Define the reward functions

The reward functions receive the list of environment instances after each episode completes. Since the SudokuEnv tracks multiple reward signals as properties, we simply read them out.

Each reward function captures a different aspect of play quality:

  • empty_cell_reward: Did the model target empty cells (vs. trying to overwrite filled ones)?
  • valid_move_reward: Were the moves accepted by the environment?
  • repetition_reward: Penalty for repeating the same move.
  • progress_reward: How much of the puzzle was filled (0 to 1).
  • correct_reward: Did the model solve the puzzle completely?
python
def reward_empty_cell(environments, **kwargs) -> list[float]:
    """Reward for targeting empty cells."""
    return [env.empty_cell_reward for env in environments]


def reward_valid_moves(environments, **kwargs) -> list[float]:
    """Reward for making valid moves."""
    return [env.valid_move_reward for env in environments]


def reward_repetition(environments, **kwargs) -> list[float]:
    """Penalty for repeating moves."""
    return [env.repetition_reward for env in environments]


def reward_progress(environments, **kwargs) -> list[float]:
    """Reward for filling more cells in the board."""
    return [env.progress_reward for env in environments]


def reward_correct(environments, **kwargs) -> list[float]:
    """Reward for solving the puzzle."""
    return [env.correct_reward for env in environments]

Create the dataset

We create a dataset with repeated prompts to control the number of training episodes.
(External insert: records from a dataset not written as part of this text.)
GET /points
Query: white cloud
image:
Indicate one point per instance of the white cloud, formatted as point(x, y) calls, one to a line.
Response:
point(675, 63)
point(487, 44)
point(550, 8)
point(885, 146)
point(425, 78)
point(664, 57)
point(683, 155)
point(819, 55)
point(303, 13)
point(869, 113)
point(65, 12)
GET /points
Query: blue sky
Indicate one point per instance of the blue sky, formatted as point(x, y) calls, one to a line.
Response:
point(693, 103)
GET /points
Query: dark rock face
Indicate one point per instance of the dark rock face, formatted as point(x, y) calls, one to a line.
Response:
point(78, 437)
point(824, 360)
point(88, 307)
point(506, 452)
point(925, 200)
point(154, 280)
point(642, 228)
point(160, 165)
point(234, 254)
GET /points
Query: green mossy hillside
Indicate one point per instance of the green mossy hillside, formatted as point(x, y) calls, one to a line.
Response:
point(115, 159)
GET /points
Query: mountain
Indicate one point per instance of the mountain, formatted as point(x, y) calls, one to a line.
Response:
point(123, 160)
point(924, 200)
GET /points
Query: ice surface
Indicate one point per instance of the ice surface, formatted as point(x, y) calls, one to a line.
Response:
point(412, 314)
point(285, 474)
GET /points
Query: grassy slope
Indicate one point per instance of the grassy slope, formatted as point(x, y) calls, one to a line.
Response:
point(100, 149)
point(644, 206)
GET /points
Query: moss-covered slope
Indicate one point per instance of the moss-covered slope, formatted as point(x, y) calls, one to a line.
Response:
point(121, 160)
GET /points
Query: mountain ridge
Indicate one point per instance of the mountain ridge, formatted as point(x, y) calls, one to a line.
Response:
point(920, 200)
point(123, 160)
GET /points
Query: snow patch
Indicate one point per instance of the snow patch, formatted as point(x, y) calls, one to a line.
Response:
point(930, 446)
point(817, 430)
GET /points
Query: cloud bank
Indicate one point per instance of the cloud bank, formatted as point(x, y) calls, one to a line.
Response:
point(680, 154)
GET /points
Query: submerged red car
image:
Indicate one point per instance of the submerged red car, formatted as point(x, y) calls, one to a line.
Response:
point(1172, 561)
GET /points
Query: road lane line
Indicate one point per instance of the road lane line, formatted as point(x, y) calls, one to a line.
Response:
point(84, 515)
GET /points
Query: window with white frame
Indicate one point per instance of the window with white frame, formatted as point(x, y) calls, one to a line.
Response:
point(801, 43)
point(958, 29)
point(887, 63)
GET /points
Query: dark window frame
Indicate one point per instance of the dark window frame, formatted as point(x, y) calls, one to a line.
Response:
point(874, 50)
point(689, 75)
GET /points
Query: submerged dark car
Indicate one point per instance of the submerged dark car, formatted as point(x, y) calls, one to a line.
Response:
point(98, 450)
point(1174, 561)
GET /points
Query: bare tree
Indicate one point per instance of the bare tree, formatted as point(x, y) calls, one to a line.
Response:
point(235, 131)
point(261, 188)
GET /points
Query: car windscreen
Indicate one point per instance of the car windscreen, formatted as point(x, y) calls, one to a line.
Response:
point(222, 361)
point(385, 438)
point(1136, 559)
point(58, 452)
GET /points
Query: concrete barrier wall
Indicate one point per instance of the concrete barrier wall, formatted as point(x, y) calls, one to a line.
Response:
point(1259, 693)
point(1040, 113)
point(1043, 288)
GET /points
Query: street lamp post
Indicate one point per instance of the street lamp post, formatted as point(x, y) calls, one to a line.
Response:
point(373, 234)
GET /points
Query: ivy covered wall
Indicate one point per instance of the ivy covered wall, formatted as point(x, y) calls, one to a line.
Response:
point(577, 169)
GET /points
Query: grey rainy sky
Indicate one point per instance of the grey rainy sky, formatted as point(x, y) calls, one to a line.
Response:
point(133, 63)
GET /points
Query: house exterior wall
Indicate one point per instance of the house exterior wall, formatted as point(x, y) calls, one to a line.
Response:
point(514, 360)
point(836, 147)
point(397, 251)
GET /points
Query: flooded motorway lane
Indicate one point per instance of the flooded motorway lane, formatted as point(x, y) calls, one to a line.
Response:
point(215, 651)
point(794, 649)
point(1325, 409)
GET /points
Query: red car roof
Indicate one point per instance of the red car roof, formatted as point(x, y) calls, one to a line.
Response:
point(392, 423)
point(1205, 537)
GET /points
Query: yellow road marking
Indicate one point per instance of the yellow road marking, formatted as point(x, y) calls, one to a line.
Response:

Each entry triggers one rollout episode during training. The prompt is formatted as a chat message with the system prompt.

python
from datasets import Dataset

dataset_size = 3000
dataset = Dataset.from_dict({
    "prompt": [[
        {"role": "system", "content": system_prompt},
        {"role": "user", "content": "Play Sudoku like an expert."},
    ]] * dataset_size
})

Set GRPO Config

Next, we define the GRPOConfig, which controls all key training parameters. This configuration specifies how the model interacts with vLLM, manages memory, and logs results.

Note the chat_template_kwargs={"enable_thinking": False} parameter -- this disables Qwen3's thinking mode so the model responds directly with tool calls instead of generating internal reasoning tokens first.

python
from trl import GRPOConfig

model_name = "Qwen/Qwen3-1.7B"
output_dir = "sudoku-grpo-Qwen3-1.7B"

grpo_config = GRPOConfig(
    # Training schedule / optimization
    num_train_epochs=1,
    learning_rate=5e-6,
    gradient_accumulation_steps=64,
    per_device_train_batch_size=1,
    warmup_steps=20,
    optim="adamw_torch",
    max_grad_norm=1.0,

    # GRPO configuration
    num_generations=2,
    max_completion_length=16384,
    log_completions=True,
    num_completions_to_print=2,
    chat_template_kwargs={"enable_thinking": False},

    # vLLM configuration
    use_vllm=True,
    vllm_mode="colocate",
    vllm_gpu_memory_utilization=0.15,

    # Logging / reporting
    output_dir=output_dir,
    report_to="trackio",
    trackio_space_id=output_dir,
    logging_steps=1,
    save_steps=10,
    save_total_limit=1,

    # Hub integration
    push_to_hub=True,

    # Sampling
    temperature=0.8,
    top_k=10,
)

Create the GRPOTrainer and start training

Now we initialize the GRPOTrainer with environment_factory=SudokuEnv.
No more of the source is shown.